Procter & Gamble On Friday, it reported quarterly earnings and revenue that beat analysts’ expectations, as product volume rose for the first time in a year.
The company’s shares rose 4% in premarket trading.
Here are the company’s reported results compared to Wall Street expectations, based on a survey of analysts by LSEG:
- Earnings per share: Adjusted $1.63, expected $1.56
- Revenues: 21.24 billion dollars, while the expectation was 20.5 billion dollars
P&G reported fiscal third-quarter net income attributable to the company was $3.93 billion, or $1.63 per share, compared to $3.78 billion, or $1.54 per share, a year earlier.
net sales It increased by 7% to $21.24 billion. Organic sales, which exclude acquisitions, divestitures and currency, increased 3%.
P&G’s volume rose 2%, reporting its first companywide volume increase in a year. It excludes metric pricing, making it a more accurate reflection of demand rather than sales. Like many consumer companies, P&G has seen demand for its products decline as shoppers look to spend less and stretch their laundry detergent and shampoos further.
P&G’s beauty division, consisting of Olay, Head&Shoulders and Pantene, was the star of the quarter with a 5% volume increase. P&G said it saw volume increases in the personal care, skin care and hair care categories.
In the baby, women and family care segment, volume increased by 3%. The company has seen increased demand for its baby diapers and family care products, including Bounty paper towels and Charmin toilet paper.
P&G’s fabric and home care division reported sales volume rose 2% in the quarter, driven by rising North American demand for its Tide detergent.
Care and healthcare were the remaining two elements of the portfolio. Sales volume in the grooming segment, which includes Gillette and Venus products, fell 2%. Healthcare services, which include Oral-B and Vicks, also reported volume down 2%.

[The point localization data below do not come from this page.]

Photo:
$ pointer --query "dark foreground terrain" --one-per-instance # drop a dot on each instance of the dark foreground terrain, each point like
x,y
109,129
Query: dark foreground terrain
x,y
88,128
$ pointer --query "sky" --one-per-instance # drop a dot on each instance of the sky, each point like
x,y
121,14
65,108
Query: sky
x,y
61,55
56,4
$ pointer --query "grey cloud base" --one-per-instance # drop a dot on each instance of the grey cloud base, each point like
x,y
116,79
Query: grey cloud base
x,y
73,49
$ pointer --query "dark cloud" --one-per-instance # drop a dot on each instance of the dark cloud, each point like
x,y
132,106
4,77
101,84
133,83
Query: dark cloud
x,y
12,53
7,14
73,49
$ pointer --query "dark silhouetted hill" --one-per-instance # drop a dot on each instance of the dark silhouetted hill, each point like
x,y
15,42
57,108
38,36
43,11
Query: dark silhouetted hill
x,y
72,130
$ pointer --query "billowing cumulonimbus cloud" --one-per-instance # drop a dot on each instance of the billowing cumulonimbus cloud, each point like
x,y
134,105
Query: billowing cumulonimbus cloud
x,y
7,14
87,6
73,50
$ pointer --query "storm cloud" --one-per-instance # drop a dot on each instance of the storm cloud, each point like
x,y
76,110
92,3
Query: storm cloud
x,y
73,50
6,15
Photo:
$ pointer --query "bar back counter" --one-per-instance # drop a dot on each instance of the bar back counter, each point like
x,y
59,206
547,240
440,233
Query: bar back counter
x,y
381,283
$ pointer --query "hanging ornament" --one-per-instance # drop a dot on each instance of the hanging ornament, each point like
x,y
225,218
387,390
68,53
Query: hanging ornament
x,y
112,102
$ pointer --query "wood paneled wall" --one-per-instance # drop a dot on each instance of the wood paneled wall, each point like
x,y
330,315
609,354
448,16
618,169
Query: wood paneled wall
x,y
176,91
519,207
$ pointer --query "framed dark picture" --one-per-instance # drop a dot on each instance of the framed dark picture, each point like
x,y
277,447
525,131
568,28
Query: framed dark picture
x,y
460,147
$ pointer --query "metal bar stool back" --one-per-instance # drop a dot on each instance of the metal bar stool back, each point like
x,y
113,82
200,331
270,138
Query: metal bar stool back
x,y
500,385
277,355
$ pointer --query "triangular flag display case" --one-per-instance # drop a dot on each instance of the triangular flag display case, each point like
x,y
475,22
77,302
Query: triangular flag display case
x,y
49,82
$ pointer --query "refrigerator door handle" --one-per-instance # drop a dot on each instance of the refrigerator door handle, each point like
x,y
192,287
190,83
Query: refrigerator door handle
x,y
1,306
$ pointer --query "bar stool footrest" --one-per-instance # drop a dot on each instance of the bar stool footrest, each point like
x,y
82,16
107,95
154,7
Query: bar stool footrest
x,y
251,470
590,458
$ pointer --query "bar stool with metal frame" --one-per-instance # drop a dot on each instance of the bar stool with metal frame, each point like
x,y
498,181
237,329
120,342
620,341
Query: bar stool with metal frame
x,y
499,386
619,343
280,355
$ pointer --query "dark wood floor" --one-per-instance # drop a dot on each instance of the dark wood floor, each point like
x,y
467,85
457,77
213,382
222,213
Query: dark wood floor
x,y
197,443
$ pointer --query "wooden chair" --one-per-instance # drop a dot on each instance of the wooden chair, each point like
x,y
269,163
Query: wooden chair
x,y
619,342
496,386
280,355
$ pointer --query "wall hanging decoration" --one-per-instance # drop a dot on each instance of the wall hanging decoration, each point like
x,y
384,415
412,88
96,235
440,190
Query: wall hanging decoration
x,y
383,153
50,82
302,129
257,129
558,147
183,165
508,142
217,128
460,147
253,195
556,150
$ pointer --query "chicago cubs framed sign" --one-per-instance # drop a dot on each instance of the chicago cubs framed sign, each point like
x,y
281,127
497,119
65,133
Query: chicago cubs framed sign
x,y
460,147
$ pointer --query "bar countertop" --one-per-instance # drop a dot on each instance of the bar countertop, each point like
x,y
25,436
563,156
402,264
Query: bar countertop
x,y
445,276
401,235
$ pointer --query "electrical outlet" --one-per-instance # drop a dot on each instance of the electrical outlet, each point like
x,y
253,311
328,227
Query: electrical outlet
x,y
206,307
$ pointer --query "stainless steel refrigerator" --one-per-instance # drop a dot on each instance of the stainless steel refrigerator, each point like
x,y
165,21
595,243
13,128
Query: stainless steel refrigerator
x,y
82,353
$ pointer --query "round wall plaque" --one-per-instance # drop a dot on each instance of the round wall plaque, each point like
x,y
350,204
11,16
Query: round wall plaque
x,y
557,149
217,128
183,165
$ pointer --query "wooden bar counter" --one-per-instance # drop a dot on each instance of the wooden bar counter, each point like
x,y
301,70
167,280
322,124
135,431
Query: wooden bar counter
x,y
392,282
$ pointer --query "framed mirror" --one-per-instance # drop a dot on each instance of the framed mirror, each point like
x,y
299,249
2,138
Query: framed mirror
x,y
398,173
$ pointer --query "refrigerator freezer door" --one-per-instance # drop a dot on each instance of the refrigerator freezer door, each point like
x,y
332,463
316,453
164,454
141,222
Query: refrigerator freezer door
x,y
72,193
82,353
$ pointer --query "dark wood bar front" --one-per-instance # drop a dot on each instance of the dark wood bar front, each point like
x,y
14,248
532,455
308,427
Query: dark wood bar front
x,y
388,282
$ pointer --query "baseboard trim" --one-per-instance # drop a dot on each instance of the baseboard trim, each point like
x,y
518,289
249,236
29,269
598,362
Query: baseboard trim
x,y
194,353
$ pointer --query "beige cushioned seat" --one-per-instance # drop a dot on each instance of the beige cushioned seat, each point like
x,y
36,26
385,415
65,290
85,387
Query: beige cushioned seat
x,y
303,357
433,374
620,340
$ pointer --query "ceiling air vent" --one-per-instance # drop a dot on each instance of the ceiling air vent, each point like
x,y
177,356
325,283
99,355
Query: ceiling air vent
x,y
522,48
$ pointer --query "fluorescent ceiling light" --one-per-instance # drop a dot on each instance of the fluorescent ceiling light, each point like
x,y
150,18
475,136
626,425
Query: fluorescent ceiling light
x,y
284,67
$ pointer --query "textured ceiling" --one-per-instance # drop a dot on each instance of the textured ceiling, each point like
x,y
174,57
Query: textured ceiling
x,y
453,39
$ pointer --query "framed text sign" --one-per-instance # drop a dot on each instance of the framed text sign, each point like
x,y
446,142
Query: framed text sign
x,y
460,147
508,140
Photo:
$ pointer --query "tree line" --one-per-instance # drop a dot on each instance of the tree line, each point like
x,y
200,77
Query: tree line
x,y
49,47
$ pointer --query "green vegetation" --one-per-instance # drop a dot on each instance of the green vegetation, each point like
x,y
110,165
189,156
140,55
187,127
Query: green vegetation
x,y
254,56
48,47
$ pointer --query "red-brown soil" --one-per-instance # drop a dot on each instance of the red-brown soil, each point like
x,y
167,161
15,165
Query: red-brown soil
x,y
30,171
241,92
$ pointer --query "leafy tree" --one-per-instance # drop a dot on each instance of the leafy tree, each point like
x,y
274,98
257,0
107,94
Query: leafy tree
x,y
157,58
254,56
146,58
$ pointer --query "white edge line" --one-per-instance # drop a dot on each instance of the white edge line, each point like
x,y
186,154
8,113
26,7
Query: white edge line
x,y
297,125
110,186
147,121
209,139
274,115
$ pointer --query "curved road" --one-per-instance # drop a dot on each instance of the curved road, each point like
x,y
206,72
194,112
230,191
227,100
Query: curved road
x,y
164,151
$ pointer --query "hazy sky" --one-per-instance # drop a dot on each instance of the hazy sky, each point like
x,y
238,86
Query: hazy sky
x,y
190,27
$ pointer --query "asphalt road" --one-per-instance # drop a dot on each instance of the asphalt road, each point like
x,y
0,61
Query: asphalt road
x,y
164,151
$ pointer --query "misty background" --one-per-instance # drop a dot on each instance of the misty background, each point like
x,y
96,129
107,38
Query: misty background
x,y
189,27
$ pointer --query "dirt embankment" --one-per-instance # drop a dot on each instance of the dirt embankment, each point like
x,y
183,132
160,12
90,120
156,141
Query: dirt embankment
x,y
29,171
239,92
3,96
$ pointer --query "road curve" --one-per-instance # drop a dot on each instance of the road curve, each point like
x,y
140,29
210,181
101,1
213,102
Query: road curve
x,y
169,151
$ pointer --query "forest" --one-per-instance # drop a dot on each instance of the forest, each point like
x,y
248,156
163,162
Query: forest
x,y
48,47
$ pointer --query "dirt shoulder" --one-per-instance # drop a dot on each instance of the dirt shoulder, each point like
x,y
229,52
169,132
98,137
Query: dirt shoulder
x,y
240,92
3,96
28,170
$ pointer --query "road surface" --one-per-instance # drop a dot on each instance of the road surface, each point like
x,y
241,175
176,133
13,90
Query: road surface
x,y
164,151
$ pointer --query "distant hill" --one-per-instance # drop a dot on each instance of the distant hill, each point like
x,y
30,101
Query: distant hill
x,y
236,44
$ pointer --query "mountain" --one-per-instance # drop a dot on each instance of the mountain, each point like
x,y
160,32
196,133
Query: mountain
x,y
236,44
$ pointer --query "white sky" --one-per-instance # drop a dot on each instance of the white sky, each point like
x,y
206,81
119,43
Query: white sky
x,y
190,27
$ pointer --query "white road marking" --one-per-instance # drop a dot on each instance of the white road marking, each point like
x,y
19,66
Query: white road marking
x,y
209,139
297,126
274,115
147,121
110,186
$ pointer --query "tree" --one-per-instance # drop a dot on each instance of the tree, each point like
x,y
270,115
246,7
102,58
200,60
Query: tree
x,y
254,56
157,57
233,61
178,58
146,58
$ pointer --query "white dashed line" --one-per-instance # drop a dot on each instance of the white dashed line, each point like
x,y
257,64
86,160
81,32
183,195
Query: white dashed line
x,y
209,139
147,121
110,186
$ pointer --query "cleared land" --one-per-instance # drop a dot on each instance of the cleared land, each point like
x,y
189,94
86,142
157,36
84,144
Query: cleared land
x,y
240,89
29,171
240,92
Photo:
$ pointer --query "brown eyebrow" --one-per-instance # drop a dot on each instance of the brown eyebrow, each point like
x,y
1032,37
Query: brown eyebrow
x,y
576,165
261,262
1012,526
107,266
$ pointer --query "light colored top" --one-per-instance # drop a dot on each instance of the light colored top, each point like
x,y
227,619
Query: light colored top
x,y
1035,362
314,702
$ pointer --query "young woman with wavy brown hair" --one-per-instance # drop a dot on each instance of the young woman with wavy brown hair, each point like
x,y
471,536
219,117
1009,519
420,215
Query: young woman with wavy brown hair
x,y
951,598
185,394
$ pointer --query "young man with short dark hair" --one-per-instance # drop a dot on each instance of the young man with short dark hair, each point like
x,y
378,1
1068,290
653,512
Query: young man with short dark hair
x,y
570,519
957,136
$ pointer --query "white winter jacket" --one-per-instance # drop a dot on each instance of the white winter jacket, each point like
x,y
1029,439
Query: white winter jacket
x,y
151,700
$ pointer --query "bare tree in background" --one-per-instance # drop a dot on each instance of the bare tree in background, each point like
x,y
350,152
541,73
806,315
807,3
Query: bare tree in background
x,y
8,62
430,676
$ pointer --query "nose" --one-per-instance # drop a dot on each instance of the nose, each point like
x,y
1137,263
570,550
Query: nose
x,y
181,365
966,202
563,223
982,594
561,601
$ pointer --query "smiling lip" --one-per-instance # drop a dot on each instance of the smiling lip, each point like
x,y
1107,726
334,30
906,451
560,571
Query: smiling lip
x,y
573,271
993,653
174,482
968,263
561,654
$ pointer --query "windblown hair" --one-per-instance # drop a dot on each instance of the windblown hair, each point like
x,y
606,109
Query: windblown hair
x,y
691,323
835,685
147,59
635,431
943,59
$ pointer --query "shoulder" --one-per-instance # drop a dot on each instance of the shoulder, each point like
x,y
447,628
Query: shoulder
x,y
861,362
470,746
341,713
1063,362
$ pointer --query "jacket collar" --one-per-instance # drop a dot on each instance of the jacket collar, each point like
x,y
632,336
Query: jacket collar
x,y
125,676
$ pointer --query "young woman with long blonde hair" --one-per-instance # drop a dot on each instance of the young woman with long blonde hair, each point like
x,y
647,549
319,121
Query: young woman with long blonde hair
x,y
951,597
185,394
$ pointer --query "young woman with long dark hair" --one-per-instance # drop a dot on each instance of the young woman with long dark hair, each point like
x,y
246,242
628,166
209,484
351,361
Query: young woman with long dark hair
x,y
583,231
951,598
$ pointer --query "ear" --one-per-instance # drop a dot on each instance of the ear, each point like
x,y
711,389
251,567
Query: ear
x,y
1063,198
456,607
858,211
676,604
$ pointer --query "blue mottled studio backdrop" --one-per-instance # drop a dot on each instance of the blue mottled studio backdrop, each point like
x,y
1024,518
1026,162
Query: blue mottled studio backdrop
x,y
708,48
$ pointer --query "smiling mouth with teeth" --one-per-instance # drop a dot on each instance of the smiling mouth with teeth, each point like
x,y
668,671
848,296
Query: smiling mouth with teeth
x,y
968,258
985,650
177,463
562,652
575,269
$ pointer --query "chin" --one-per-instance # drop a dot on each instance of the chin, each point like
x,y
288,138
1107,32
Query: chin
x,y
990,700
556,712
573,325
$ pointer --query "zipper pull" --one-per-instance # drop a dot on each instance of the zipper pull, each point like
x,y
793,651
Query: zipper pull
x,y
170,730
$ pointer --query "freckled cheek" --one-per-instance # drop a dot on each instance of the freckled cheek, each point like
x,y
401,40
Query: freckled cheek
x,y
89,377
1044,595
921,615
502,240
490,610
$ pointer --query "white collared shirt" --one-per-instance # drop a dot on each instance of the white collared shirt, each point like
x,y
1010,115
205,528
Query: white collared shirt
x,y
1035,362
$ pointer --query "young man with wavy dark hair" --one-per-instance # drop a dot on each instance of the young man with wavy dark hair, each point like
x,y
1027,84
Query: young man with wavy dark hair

The company reiterated its forecast for full-year sales growth to be between 1% and 5% and net earnings per share growth to be between 1% and 6%.
“Despite the challenging geopolitical and economic environment, we are increasing investments to build momentum with consumers, while maintaining our guidance ranges for the fiscal year,” CEO Shailesh Jejurikar said in a statement.